Bu arada beni gördüğünde ilk söylediği " hiiiç değişmemişsin.." oldu. Gerçekten de şirkette bir arkadaşta sürekli "...hanım 130 yaşında bence..." diyerek hep takılır bana.Benzer bir iltifatı duyunca sabah sabah "kısııımm" dedim kendi kendime: "iş bitmemiş daha.. genciz .. güzeliz.. hayatını yaşaaa"  Aman nazar değmesin.

Seviglerimle...

26 Kasım 2014 Çarşamba

KÖTÜ BİR SABAHTI BEBEĞİM.. RAHATLA!


Bu sabah çok  zordu. İkizlerden biri çok huysuzluk yaptı, öfke nöbeti geçmedi bir türlü. Örneğin kağıdı keserken istediği gibi kesmezse sinir krizi gçirir gibi öfkeleniyor.Sürekli bağırarak düzeltilmesini istiyor.ağlıyor. Sakinleşemiyor. Sakinleşmesi için çok mücadele ediyorum ve genelde başarısız oluyorum. Sinirlerim çok yıprandı. Bu tamamen onun karakteri ile ilgili biliyorum. Bebekliğinden beri var. Tutturma huyu. Bende de varmış. Halen bazen var, takıyorum istediğim gibi olmayan şeylere ve sürekli söyleniyorum. Karakteristik bir özellik olduğundan çocuğum bu yapısını çok kafamı takmıyorum. Ama sabredemediğim zamanlarda kapıları yumrukluyorum, bazen de onun poposuna vuruyorum. Ben de onunla beraber sinir krizi geçirirsem beni görüp "Anne seni çok seviyorum" diyerek sarılıp sakinleşiyor. Ama sanki beni bu noktaya getirmekten, azar işitmekten hoşlanıyor gibi. Benim bağırmamdan sonra sakinleşmesi ve yaptığı şeyin ne kadar kötü olduğunu o zaman anlaması gibi bir durum söz konusu. Bana vuruyor, itiriyor. Üstümdeki kıyafetleri sıkıyor, saçımı çekiyor. Bu arada işe gitmiş için hazırlanmış olan ben, üstüm başım berbat oluyor ve bir de üstüne bu olaylardan dolayı işe geç kalıyorum.
Bu sabahta sakinleştirdim ama popopsuna vurup sinir krizi geçirdikten sonra. Neyse sarıldık ettik ve arabaya bindik. Arabda da okula gitmeyeceğim diye bir tutturdu. Avazım çıktığı kadar bir ağlamaya başladım. Ama nasıl, tutamıyorum kendimi. Ne makyaj kaldı ne surat. Bu seferde anne ne olur ağlama diye başladı. Neyse ben sustum o sustu. Allah'tan okulda sevdiği öğretmeni karşıladı da düzgün bir vedalaşma ile ayrıldık. Bu arada diğer ikizim çok sakin sessiz izledi, asla karışmadı.O'nu ikna etmek kolay, onda çok nadir benzer birşeyi yaşıyorum. O'nun huyu da istediği şeyi illa yaptırması. Asla vazgeçmiyor. Bir saat ağlayabilir. Boya yapmak istiyorsa en ugunsuz zaman bile olsa o boyamayı yapacak.
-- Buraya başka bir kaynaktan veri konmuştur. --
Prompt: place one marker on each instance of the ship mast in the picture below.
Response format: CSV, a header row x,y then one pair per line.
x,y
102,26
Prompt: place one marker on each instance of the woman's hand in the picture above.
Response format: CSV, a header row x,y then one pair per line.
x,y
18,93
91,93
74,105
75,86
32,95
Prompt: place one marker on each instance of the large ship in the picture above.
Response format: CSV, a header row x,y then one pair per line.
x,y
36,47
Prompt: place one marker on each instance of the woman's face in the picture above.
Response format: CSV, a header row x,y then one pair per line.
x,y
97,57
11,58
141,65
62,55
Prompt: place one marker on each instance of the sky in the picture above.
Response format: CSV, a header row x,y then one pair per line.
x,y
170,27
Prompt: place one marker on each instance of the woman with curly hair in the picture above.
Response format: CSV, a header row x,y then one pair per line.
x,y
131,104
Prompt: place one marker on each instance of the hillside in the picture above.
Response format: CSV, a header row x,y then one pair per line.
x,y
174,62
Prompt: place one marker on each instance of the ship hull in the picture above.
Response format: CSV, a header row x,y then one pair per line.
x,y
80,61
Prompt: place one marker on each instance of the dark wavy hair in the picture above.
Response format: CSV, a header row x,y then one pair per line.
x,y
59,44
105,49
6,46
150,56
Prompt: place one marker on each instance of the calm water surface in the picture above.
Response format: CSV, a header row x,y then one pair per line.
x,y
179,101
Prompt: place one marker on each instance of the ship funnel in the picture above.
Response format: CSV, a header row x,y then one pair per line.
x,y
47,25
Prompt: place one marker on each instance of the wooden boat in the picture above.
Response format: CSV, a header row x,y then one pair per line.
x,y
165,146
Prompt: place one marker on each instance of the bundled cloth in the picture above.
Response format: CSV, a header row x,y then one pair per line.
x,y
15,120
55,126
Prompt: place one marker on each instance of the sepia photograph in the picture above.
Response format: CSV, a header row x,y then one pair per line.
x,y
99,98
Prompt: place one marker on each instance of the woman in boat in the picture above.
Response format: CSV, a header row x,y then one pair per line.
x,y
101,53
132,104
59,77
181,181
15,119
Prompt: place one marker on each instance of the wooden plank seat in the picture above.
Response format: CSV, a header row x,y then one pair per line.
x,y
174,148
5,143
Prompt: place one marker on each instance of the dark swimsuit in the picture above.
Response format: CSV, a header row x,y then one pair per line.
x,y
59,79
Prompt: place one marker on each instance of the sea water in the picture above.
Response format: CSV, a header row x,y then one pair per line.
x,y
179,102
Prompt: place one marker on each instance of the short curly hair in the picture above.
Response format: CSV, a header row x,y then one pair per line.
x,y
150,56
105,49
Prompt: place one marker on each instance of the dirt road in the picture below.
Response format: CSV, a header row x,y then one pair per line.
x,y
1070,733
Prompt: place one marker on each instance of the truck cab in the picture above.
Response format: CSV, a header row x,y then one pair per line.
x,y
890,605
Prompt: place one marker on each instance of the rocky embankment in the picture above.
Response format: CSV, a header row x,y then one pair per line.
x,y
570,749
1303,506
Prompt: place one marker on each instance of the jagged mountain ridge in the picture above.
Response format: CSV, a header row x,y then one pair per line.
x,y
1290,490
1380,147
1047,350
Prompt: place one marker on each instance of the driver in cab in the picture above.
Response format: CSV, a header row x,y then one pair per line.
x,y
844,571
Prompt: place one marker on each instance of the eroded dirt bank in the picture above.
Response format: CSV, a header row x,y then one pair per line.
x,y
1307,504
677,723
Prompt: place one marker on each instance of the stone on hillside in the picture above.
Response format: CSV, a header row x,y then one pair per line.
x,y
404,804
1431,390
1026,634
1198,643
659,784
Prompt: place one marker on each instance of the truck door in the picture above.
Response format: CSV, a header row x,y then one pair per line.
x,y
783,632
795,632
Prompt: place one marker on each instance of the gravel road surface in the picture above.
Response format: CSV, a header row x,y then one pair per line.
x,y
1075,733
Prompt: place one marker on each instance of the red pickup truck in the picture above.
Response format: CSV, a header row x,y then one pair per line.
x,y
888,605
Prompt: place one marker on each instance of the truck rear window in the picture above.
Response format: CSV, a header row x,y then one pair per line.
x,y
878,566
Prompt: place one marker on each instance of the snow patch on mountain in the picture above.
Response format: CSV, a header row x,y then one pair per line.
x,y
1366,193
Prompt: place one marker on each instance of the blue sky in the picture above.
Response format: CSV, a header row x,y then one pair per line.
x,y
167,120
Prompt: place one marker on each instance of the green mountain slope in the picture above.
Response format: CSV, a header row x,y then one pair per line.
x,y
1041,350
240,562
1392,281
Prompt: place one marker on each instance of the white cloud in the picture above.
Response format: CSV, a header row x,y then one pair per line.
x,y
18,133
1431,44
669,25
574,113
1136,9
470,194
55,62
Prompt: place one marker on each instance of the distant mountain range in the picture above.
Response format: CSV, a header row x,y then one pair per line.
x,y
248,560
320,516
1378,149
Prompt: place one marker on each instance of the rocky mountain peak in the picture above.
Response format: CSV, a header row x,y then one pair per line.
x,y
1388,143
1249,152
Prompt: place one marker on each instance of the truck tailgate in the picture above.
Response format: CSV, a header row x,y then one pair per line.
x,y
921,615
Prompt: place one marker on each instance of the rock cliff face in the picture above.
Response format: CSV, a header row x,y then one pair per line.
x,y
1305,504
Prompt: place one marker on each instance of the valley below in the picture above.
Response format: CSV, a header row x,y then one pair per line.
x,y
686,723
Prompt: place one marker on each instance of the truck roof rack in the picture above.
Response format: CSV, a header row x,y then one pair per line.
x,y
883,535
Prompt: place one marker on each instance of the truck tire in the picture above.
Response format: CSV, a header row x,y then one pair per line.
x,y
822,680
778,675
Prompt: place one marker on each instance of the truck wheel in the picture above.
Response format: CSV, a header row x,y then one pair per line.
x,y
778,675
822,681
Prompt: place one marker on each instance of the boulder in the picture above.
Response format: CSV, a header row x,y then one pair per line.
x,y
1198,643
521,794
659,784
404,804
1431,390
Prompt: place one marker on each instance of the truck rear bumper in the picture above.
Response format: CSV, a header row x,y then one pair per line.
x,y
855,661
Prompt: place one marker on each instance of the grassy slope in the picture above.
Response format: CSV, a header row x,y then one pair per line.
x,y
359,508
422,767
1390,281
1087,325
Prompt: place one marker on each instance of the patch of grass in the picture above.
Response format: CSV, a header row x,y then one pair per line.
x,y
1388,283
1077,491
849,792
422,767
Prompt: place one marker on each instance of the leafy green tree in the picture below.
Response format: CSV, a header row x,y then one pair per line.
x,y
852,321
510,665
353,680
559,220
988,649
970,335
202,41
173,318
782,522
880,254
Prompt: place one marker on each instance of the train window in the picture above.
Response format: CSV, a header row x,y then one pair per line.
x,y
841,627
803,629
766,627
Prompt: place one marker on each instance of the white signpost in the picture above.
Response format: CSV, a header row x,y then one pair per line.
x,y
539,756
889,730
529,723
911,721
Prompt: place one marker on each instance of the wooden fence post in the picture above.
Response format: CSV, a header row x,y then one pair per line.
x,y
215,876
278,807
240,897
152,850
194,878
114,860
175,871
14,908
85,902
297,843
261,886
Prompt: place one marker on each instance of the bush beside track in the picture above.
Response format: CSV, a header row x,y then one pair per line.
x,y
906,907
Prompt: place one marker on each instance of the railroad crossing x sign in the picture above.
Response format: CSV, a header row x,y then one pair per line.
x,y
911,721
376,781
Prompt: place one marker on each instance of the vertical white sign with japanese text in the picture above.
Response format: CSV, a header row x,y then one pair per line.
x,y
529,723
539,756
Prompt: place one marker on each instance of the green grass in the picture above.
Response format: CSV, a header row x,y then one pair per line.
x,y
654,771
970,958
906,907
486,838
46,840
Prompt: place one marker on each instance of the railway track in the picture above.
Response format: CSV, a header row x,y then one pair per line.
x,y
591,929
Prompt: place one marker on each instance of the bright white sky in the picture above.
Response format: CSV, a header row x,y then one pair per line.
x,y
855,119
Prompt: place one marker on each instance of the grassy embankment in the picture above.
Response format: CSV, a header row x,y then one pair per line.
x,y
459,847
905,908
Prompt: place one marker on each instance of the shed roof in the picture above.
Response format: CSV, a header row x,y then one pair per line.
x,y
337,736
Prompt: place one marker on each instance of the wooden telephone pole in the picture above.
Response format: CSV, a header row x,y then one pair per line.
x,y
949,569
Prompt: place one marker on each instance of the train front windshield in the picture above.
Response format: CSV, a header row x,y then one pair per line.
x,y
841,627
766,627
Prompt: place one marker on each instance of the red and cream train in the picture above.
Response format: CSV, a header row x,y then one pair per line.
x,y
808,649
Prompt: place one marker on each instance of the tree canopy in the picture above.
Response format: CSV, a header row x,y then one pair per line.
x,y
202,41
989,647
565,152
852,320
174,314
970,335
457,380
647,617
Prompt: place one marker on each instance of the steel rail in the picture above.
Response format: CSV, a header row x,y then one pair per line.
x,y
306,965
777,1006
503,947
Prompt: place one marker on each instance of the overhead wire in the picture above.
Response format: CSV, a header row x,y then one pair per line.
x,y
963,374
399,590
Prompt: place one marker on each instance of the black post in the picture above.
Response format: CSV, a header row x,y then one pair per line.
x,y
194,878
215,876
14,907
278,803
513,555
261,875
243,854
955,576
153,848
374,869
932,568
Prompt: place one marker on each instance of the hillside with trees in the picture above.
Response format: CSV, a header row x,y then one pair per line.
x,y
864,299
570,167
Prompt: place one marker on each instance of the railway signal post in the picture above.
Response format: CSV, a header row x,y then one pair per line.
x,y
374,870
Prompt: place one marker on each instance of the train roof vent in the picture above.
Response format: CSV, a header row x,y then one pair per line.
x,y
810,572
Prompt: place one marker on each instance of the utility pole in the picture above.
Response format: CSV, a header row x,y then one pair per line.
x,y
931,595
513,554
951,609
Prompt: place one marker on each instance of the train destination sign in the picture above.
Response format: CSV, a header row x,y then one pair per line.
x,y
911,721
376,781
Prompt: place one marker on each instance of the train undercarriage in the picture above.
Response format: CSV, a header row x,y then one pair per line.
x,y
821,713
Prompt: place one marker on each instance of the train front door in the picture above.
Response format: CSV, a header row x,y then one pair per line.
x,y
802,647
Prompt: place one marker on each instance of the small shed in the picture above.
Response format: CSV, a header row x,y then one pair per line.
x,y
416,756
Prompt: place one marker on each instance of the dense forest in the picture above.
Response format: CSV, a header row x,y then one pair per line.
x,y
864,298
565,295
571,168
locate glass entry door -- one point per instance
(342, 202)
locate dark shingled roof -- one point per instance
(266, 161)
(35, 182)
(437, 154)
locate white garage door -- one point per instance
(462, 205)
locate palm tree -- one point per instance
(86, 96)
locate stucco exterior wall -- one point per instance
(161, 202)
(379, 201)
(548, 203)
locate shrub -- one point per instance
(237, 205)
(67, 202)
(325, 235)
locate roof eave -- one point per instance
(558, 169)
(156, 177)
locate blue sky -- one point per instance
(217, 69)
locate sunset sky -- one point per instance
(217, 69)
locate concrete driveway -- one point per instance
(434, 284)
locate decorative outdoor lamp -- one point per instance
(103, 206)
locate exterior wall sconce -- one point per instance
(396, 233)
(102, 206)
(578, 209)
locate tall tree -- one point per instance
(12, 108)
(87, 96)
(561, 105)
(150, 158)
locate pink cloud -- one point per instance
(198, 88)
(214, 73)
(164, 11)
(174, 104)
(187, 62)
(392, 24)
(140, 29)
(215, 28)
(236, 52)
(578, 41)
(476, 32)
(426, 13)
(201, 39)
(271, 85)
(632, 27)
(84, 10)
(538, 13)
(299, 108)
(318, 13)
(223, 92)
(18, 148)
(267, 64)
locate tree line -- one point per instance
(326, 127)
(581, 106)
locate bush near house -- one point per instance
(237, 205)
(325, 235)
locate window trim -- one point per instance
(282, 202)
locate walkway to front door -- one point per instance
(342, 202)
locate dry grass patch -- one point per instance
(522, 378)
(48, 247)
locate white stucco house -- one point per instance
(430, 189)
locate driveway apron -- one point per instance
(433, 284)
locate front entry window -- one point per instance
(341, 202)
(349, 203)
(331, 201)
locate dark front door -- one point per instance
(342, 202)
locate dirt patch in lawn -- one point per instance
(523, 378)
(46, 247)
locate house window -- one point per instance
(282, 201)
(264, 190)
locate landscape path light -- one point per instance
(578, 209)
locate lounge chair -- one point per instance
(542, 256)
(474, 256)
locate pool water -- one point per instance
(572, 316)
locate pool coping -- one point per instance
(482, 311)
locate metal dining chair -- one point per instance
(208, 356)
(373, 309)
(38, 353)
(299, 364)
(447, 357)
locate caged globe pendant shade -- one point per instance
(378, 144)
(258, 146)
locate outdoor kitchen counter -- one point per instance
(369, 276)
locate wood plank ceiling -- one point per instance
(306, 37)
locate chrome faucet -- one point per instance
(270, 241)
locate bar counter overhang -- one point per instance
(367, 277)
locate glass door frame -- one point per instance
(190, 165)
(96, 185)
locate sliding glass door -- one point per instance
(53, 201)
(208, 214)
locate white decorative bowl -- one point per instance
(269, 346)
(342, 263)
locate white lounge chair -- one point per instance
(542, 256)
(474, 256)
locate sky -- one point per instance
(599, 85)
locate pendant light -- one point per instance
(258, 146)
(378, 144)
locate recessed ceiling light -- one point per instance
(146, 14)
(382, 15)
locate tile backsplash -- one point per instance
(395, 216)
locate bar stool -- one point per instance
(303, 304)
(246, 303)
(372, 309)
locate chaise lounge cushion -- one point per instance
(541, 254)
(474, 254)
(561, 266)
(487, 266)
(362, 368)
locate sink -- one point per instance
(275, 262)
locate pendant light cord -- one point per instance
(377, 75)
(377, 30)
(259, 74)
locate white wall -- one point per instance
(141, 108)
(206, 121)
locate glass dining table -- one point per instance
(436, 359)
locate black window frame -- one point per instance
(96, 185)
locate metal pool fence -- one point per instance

Nitekim bu sabah berbat hissediyorum. Eskiden böyle sabahlarda ex'i arayıp bağırır çağırırdım. Artık daha soğukkanlıyım. Düşünsenize, küçücük iki çocuğa arkasını dönüp, onların büyümesine yardım etmeyen,  bunaldığını söyleyip mutlu değilim diyerek giden bir adama bu işin ne kadar zor,  beni ne kadar yorduğunu söylesem, bağırsam ne olacak...İnsan olsaydı yada baba olsaydı bu iki çocuğu bırakıp gitmezdi zaten, en başından zaten başı önünde olur, etrafında g..ri*kız aramayıp ailesini düşünürdü.  Nitekim kendimi tebrik ediyorum, onu aramadım, sinirlerimi daha da bozmadım. O olsada olmasa da çocuklarla ilgili böyle sorunlar yaşayabilirim her zaman. Ha o var- ha yok, Olsa daha da beter huysuzluğunu çekecektim belki de. Bana yardımcı olduğu bir taraf yoktu ki beş karış suratla ortada dolanmaktan başka. Tabi o kendince çok iyi baba olduğunu söylüyor. Söyledği dönemler çocuklar iki yaşına kadar geldiği dönemler, evet o zamanlar iyi babaydı hakkını yemiyorum Ama anlamadığı babalık süreli birşey değil, buu hep devam ettirebiliyor olmak asıl erkeklik. Bu kadar diyorum işte... 

21 Kasım 2014 Cuma

PEGASUS.. Seviyorum seni:)




Pegasus'tan mail göründü, bilgisayarın sağ alt tarafında. Çıktı-kayboldu. Ne mi yazıyordu?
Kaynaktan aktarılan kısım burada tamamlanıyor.